Le fabricant doit tenir à la disposition des autorités nationales pendant une durée d'au moins dix ans à compter de la date de fabrication du dernier article:

a)

la documentation visée au point 3.1 b);

b)

la documentation relative aux modifications visées au point 3.4, deuxième alinéa;

c)

les décisions et rapports de l'organisme notifié qui sont visés au point 3.4, quatrième alinéa, ainsi qu'aux points 4.3 et 4.4.

6)

Chaque organisme notifié doit communiquer aux autres organismes notifiés les informations pertinentes concernant les approbations de systèmes de qualité délivrées et retirées.


ANNEXE III

Critères minimaux à prendre en considération par les États membres en ce qui concerne les organismes responsables des évaluations de conformité

1.

L'organisme, son directeur et le personnel chargé d'exécuter les opérations de vérification ne doivent être ni le concepteur, ni le fabricant, ni le fournisseur, ni l'installateur, ni l'importateur des articles pyrotechniques qu'ils contrôlent, ni le mandataire de l'un de ces opérateurs. Ils n'interviennent ni directement ni en tant que mandataires dans la conception, la fabrication, la commercialisation, l'entretien ou l'importation de ces articles. Cette disposition ne fait pas obstacle à la possibilité d'un échange d'informations techniques entre le fabricant et l'organisme.

2.

L'organisme et le personnel chargé du contrôle doivent exécuter les opérations de vérification avec la plus grande intégrité professionnelle et la plus grande compétence technique et doivent être libres de toutes les pressions et incitations, notamment d'ordre financier, pouvant influencer leur jugement ou les résultats de leur contrôle, en particulier de celles émanant de personnes ou de groupements de personnes intéressés par les résultats des vérifications.

3.

L'organisme doit disposer du personnel et posséder les moyens nécessaires pour accomplir de façon adéquate les tâches techniques et administratives liées à l'exécution des vérifications; il doit également avoir accès aux équipements nécessaires pour les vérifications spéciales.

4.

Le personnel chargé des contrôles doit posséder:

a)

une bonne formation technique et professionnelle;

b)

une connaissance satisfaisante des prescriptions relatives aux contrôles qu'il effectue et une pratique suffisante de ces contrôles;

c)

l'habilitation à établir les certificats, procès-verbaux et rapports qui constituent la matérialisation des contrôles effectués.

5.

L'impartialité du personnel chargé du contrôle doit être garantie.
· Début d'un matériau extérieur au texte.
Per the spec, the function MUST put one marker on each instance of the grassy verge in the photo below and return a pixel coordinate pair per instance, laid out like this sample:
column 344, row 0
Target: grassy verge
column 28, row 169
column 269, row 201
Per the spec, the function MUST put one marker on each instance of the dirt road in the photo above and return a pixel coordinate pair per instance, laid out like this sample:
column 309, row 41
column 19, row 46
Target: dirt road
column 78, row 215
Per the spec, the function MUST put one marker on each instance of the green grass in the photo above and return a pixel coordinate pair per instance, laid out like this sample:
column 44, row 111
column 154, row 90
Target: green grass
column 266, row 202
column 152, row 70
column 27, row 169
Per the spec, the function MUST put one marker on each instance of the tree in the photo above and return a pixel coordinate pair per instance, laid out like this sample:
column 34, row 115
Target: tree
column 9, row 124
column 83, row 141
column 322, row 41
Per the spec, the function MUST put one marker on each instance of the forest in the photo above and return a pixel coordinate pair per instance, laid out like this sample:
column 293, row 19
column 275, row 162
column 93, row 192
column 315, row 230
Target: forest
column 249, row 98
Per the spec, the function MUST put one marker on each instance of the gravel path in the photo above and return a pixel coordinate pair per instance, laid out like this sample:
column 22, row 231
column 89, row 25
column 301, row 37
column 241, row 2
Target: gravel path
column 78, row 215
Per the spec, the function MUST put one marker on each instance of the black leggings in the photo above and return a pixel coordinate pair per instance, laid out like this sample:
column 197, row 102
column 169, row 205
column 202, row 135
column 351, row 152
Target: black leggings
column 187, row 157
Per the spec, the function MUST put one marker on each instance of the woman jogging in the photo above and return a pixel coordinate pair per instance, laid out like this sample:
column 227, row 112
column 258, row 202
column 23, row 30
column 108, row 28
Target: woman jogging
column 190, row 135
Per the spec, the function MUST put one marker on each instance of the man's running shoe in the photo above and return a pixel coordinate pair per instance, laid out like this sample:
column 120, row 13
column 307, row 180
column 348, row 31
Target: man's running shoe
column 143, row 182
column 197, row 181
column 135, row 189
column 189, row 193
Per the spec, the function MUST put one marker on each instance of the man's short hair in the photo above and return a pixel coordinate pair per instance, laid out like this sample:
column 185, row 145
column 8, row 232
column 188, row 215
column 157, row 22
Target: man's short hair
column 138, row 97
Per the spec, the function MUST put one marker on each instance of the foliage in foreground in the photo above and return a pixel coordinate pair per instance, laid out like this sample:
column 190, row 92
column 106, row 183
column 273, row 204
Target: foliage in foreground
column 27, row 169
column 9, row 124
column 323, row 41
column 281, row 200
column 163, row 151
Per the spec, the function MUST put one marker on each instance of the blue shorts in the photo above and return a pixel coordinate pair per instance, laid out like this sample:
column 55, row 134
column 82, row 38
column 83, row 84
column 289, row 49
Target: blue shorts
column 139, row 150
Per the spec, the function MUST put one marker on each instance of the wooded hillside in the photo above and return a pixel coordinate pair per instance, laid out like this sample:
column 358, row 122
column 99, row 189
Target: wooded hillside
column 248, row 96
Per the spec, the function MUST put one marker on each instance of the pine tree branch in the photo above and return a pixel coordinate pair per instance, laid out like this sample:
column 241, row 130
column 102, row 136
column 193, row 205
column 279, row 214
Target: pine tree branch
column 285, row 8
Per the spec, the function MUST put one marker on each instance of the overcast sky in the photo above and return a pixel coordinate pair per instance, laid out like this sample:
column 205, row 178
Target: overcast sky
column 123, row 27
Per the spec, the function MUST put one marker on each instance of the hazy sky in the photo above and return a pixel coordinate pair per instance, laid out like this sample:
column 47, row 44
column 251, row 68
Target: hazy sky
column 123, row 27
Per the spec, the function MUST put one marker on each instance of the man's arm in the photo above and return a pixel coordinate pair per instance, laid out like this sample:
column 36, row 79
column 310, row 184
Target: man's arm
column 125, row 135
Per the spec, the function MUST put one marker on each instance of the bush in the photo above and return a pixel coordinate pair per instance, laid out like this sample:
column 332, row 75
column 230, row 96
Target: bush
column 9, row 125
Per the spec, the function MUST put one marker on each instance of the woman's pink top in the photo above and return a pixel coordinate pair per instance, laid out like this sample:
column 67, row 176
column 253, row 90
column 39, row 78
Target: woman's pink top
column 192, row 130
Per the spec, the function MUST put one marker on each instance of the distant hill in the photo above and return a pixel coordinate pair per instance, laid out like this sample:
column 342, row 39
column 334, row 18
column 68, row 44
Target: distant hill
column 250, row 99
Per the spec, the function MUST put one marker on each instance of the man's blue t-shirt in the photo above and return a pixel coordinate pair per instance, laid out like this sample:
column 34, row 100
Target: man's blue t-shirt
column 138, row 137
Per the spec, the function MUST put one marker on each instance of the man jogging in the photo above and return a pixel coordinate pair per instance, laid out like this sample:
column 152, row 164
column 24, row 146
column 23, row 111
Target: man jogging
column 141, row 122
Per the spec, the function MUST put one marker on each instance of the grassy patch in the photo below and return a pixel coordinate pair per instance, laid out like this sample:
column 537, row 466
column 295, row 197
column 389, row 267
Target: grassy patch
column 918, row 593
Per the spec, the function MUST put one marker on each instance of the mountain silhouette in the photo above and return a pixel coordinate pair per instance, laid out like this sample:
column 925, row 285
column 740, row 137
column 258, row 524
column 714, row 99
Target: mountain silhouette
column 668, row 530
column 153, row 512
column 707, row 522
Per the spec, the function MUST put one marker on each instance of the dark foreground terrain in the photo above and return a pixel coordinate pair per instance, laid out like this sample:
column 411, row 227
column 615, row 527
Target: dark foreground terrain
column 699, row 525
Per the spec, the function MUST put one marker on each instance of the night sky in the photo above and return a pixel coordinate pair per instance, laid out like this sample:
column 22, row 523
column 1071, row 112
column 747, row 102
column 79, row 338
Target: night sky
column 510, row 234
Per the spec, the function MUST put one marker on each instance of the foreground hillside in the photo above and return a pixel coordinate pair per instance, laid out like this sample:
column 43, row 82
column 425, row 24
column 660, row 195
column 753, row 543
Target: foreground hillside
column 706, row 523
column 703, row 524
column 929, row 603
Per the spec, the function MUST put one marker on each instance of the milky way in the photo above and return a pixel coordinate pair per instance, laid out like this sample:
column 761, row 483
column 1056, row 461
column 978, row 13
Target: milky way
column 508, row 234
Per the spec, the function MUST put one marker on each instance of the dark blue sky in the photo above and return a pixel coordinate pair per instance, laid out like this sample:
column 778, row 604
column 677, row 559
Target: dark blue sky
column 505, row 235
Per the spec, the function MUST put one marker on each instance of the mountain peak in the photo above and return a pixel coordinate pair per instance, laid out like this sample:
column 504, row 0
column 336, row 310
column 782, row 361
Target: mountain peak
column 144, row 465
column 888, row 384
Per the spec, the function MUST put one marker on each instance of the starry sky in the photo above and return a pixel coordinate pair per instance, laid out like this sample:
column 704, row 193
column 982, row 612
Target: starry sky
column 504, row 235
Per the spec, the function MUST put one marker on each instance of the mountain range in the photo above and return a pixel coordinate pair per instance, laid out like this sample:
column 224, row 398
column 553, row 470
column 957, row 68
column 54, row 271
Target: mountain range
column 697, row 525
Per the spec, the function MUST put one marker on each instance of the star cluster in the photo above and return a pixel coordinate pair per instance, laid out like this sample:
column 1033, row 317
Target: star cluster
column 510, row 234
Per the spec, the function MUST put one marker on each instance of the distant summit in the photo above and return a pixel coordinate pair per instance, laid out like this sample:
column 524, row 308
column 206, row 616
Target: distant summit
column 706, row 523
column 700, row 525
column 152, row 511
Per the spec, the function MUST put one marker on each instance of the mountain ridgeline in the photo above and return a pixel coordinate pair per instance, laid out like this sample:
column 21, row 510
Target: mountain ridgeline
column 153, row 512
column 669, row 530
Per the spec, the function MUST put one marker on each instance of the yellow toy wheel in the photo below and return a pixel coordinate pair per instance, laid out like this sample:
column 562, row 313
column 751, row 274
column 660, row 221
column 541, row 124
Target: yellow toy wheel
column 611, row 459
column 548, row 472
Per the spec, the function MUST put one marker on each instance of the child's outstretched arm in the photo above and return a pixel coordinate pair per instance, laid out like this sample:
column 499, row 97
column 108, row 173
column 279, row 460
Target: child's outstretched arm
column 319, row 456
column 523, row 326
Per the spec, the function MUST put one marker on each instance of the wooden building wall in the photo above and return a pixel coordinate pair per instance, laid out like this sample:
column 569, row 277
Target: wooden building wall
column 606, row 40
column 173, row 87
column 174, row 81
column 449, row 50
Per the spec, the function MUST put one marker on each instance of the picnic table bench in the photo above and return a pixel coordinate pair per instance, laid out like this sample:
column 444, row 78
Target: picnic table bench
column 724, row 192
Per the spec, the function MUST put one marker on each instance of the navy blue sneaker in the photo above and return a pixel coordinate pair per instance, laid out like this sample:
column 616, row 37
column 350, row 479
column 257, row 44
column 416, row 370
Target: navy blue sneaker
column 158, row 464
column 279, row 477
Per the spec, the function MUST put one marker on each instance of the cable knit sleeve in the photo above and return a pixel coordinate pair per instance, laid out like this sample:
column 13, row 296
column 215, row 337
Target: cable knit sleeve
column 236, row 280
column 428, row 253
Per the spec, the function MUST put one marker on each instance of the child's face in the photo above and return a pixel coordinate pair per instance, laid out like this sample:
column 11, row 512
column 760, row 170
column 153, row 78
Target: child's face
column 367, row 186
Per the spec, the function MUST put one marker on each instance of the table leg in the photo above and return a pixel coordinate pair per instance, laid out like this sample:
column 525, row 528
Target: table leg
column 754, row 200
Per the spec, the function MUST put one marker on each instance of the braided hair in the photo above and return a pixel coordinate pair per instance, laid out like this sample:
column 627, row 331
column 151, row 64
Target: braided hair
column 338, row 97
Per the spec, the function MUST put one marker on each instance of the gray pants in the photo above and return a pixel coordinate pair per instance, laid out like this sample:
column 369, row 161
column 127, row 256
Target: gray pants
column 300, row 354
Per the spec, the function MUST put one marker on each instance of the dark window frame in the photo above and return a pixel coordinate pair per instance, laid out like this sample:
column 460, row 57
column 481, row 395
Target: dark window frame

La rémunération de ce personnel n'est pas fonction du nombre de contrôles effectués, ni du résultat de ces contrôles.

6.

L'organisme doit souscrire une assurance de responsabilité civile, à moins que cette responsabilité ne soit couverte par l'État sur la base du droit national ou que les contrôles ne soient effectués sous la responsabilité directe de l'État membre.

7.

Le personnel de l'organisme doit être lié par le secret professionnel (sauf à l'égard des autorités administratives compétentes de l'État où il exerce ses activités) dans le cadre de la présente directive ou de toute disposition de droit interne lui donnant effet.


ANNEXE IV

Marquage de conformité

Le marquage «CE» de conformité est constitué des initiales «CE» selon le graphisme suivant:

Image

En cas de réduction ou d'agrandissement du marquage «CE», les proportions, telles qu'elles ressortent du graphisme gradué figurant ci-dessus, doivent être respectées.